Key points to mention

  • Selector granularity — select the smallest slice you need. Selecting a whole object (or returning a new object/array each call) defeats the === check and causes extra re-renders. Use shallowEqual or memoized selectors (reselect / createSelector) for derived data.
  • Cleanup is automaticuseSelector unsubscribes on unmount; manual store.subscribe must be unsubscribed yourself.
  • Modern internals — react-redux uses React's useSyncExternalStore to subscribe safely and tear-free with concurrent rendering.

The framing

"Vanilla Redux gives you store.subscribe(listener), which fires on every action and returns an unsubscribe function — but in React you almost never use it directly. You wrap the app in <Provider> and use useSelector, which subscribes the component to the store, re-running your selector after each dispatch and re-rendering only when the selected slice changes by reference. The skill is writing narrow selectors so that comparison actually saves renders."

Follow-up questions

  • What does store.subscribe's return value do?
  • How does useSelector decide whether to re-render?
  • Why can returning a new object from a selector hurt performance?
  • What is useSyncExternalStore and why does react-redux use it?

Common mistakes

  • Calling store.subscribe manually inside components instead of using useSelector.
  • Forgetting to unsubscribe a manual store.subscribe listener.
  • Selecting a whole object or returning a new array/object, defeating the === check.
  • Thinking useSelector re-renders on every action — it only does when the slice changes.

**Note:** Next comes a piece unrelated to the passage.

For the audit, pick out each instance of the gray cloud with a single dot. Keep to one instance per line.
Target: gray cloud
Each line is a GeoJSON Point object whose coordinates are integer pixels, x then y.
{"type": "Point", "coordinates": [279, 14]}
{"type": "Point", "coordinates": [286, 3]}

Performance considerations

  • useSelector re-runs every selector after every dispatch — keep selectors cheap and narrow. Memoized selectors (reselect) avoid recomputing derived data and prevent reference-identity churn that triggers re-renders.

Edge cases

  • Selector returning a freshly computed object every call — needs reselect/memoization.
  • Multiple useSelector calls in one component — each subscribes independently.
  • Subscribing outside React (e.g. logging middleware) — vanilla subscribe is appropriate.

Real-world examples

  • A header badge using useSelector(state => state.cart.count) re-renders only when the count changes.
  • Logging middleware or analytics using vanilla store.subscribe outside the React tree.

Senior engineer discussion

Seniors distinguish the vanilla subscribe API from the react-redux hooks layer, explain useSelector's reference-equality re-render rule, stress narrow/memoized selectors, and mention useSyncExternalStore as the modern, concurrent-safe subscription mechanism.